Chad Elwartowski, 46, an American bitcoin investor, and Thai national Supranee Thepdet, who goes by the English name Nadia Summergirl, were found to have been living in the structure built 14 nautical miles (26km) off the coast of Phuket.

They are libertarians who want to seek a place to live and set up a community in international waters free of any nation's laws

While the seastead lies beyond 12 nautical miles and is thus not in Thai territorial waters, it is in the country’s contiguous zone, which is considered part of the broader exclusive economic zone (EEZ). (continued below)

Source: “Law of the Sea: A Policy Primer”, The Fletcher School of Law and Diplomacy, Tufts University

The navy is acting based on Article 56, which outlines the jurisdiction of a coastal state over its EEZ under the United Nations Convention on the Law of the Sea (UNCLOS), Vice Adm Sitthiporn Maskasem, chief of the 3rd Naval area Command, told the Bangkok Post on Saturday.

The UNCLOS grants a state jurisdiction with regard to the establishment and use of structures.

Thailand also issued an announcement on its EEZ in 1981 with similar provisions, he said.

Earlier on Friday, the navy posted on Facebook that there was evidence the structure had been built on land belonging to Phuket Premier Boatyard Co Ltd in tambon Mai Khao of Talang district, on the resort island. It was then moved to the sea southeast of Koh Racha Yai.

The navy filed charges on Monday against Mr Elwartowski of committing an act that puts part of the country under the sovereignty of a foreign state under Section 119 of the Criminal Code. The offence is punishable by life in prison or execution, which has given rise to a torrent of sensational headlines worldwide. 

As well, the navy asked the Phuket immigration office and the Foreign Ministry to revoke Mr Elwartowski’s visa and blacklist him. The provincial marine office has also warned fishing boats against approaching the structure as it has become evidence.

The navy also said it did not send anyone to follow or threaten the couple, as they had claimed in some foreign media reports. The pair are now believed to be in hiding somewhere in Thailand and looking for a way to get out of the country.

The US Embassy in Bangkok told Reuters that Mr Elwartowski had engaged a lawyer and was being provided with appropriate assistance.

Ocean Builders, a team of entrepreneurs that develops seasteading structures, posted on its blog on Friday that Mr Elwartowski’s structure was outside Thai territorial waters and was never intended to intrude into Thai territorial waters. It gave the coordinates of the structure as 7.487162, 98.581792

“It has been the official stance of Ocean Builders to be apolitical and we have no intention of creating an ‘independent state’ nor a ‘micro nation’”. The same is true for Chad and Nadia who are just a loving couple of two seasteading pioneers who want to live free on the seas, thereby respecting applicable regulations of UNCLOS and the rights of Thailand within the contiguous zone. The two of them present neither a danger to Thai sovereignty nor the shipping routes.”

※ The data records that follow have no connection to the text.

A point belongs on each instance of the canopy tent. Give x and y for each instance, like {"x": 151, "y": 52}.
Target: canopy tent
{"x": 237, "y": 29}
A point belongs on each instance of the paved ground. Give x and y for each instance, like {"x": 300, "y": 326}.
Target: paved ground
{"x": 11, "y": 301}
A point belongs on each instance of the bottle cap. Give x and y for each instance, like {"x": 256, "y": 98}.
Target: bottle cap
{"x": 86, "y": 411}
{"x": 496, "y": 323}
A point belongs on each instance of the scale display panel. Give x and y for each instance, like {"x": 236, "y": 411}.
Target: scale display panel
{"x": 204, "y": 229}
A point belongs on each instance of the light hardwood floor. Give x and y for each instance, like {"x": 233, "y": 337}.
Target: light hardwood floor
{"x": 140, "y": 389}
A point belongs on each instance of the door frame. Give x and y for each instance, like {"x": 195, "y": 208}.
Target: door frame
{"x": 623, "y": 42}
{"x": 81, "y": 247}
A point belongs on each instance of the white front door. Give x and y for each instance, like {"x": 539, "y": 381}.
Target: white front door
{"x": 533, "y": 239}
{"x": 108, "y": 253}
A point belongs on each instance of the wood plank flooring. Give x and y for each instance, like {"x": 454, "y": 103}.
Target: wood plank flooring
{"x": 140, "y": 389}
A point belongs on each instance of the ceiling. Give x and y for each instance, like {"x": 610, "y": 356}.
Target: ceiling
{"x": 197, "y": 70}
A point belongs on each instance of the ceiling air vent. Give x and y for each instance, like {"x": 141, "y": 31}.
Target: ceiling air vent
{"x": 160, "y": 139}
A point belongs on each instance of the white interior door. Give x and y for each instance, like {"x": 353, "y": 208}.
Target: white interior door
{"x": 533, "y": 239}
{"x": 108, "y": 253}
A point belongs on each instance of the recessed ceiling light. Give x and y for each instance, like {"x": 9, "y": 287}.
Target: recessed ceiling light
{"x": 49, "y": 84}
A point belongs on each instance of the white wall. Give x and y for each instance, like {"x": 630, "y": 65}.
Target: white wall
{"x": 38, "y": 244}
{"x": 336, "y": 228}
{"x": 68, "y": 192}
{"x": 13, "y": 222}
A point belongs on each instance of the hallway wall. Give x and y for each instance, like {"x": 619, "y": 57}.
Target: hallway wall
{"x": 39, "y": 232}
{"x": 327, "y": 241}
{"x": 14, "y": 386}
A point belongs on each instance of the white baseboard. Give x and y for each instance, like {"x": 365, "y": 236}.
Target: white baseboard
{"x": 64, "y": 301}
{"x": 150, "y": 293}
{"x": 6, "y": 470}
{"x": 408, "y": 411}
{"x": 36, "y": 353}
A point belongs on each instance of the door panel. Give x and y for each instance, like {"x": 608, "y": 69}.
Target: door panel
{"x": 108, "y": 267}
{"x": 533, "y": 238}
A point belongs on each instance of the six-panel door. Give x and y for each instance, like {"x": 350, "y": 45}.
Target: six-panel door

It also claimed the seastead is so small (six metres wide) and not located near any known shipping route so there is no need to destroy, sink or remove it. “Any respective activity would be illegal. We are reserving all of our property rights on the seastead insofar”.

It also threatened to bring the case to the International Tribunal for the Law of the Sea for further clarification. 

However, the founder of The Seasteading Institute says the legal issues surrounding the practice are complex and not well understood.

“12nm [nautical miles] is not ‘the high seas,’” Patri Friedman wrote on Facebook. “It is the Contiguous Zone, where a state has many rights, several of which seem likely to pertain here. Do not listen to anyone who tells you that the high seas starts at 12nm; it means they haven’t even spent five minutes reading Wikipedia.”

Mr Friedman is one of seasteading’s leading proponents and previously led an aborted effort to create a libertarian city in Honduras, The Daily Beast reported.